Bera Bera doblega a Rocasa
Las donostiarras reanudan la Liga con la misma fortaleza defensiva y un juego de ataque muy mejorado.

BERA BERA 25
ROCASA 20
Bera Bera había cedido tres de los últimos cuatro puntos disputados en Bidebieta, pero ayer regresó a la Liga con una exhibición que es un aviso a sus rivales. Rocasa no tuvo nada que hacer, desde el minuto uno, y eso que la buena actuación de Silvia Navarro le salvó de un resultado más abultado. Eso y los postes con los que parece peleada Ana Martínez, que jugó un gran partido, pero estrelló cuatro remates en los postes, todos los que hizo a los palos Bera Bera.
De hecho, tras el saque inicial llegaba el primer trallazo de la ilicitana al larguero, y en el primer ataque canario Luján marcaba el 0-1, la única ventaja para el Rocasa en todo el partido. Las donostiarras tuvieron una puesta en acción fabulosa, con una defensa de granito que frenó en seco al Rocasa, y una velocidad en ataque -bajo el mando de una Esther Arrojeria que hizo un partido espectacular, tanto en ataque como cuando le tocó defender en los exteriores- que se tradujo en dos penetraciones de Alba Menéndez y dos contraataques convertidos por Núñez y Etxeberria que ponían el marcador en franquía cuando apenas se cumplía el minuto 5 (4-1).
Rocasa no podía correr y se veía abocada a buscar espacios en el impenetrable 6:0 donostiarra, donde solo la insistencia de la zurda Almudena Rodríguez (la mejor de su equipo ayer) daba algún fruto. Pero Bera Bera pagaba su labor defensiva con tres exclusiones casi consecutivas, dos de Menéndez y una de Elorza, que obligaban a Etxaburu a buscar soluciones sobre la marcha para proteger a la zarauztarra. Los seis minutos de superioridad frenaron el ritmo goleador de Bera Bera, pero no tuvieron ningún coste en el marcador, porque Rocasa no pudo obtener ninguna renta.
Tampoco lo conseguiría con las cuatro exclusiones posteriores de las donostiarras: en siete situaciones de superioridad el parcial global fue de 4-4, gracias a la concentración defensiva y las ayudas de las jugadoras de Bera Bera, que se multiplicaron para negar buenas posiciones de remate a las canarias.
Las dos exclusiones de Menéndez para el minuto 14 obligaron a Etxaburu a utilizar a Eli Pinedo -tocada con una fascitis plantar- como defensora en el lateral, y la de Amurrio no solo se adaptó enseguida sino que también aportó un par de goles antes del descanso. El trabajo colectivo donostiarra tenía un reflejo también en el reparto de goles, con seis jugadoras marcando dos cada una en los primeros 30 minutos -más uno de Ederra-, uno de ellos una preciosa vaselina de Ziarsolo que significaba el 9-6, mientras el Rocasa solo sumaba cinco en juego y tres más de penalti.

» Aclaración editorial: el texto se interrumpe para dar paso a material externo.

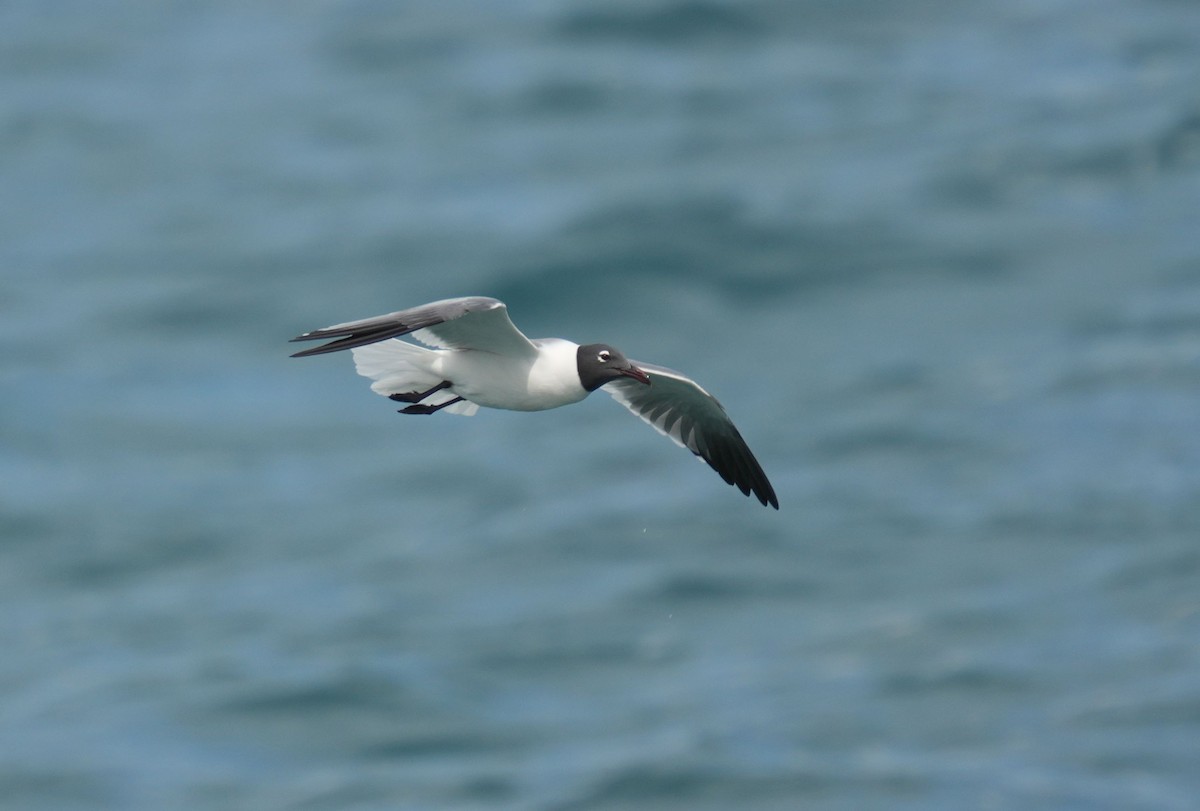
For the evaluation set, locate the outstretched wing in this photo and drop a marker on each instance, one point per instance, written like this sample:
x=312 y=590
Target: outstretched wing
x=471 y=323
x=678 y=408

La segunda parte comenzaba con una de esas jugadas de broma que reflejaba el estado de ánimo de cada equipo. Rocasa ponía el balón en juego y lo llevaba hacia su izquierda, a la zona donde están los banquillos. La extremo Trojaola no estaba suficientemente atenta, se despistó con algún movimiento que creyó ver a su lado, y el balón que le enviaba López se fue a pase. Bera Bera lo puso en juego de forma fulgurante y María Núñez, ayer reconciliada con el gol, hacía el 14-8 de contragolpe cuando apenas se llevaban 15 segundos. Pero los árbitros seguían castigando a Bera Bera, con una exclusión de Arrojeria primero y otra de Elorza -la segunda- inmediatamente después.
Rocasa trataba de aprovechar el momento, sin conseguirlo, mientras Bera Bera entraba en una fase de desacierto con algunos errores y veía rebajar su ventaja hasta tres goles (15-12), con Almudena Rodríguez convertida ya en el único referente ofensivo de peligro -también estrelló dos remates en el larguero en la segunda mitad-.
Etxaburu paraba el tiempo para recuperar el equilibrio, y la asociación entre Ana Martínez y Arrojeria devolvía el control a Bera Bera. Temprano colaboraba con una parada a bocajarro tras la penetración de López, y poco después Navarro detenía un penalti a Ana Martínez y también el rechace posterior. Eli Pinedo daba un respiro a Ziarsolo y aprovechaba para marcar otro par de goles en menos de medio minuto -siendo la que menos minutos jugó, acabó como máxima anotadora del equipo-.
A minuto y medio del final la ventaja alcanzaba los siete goles (25-18), Eli Pinedo pisaba en un intento de fly servido por Ana Martínez, y Rocasa lograba dejar la desventaja final en cinco.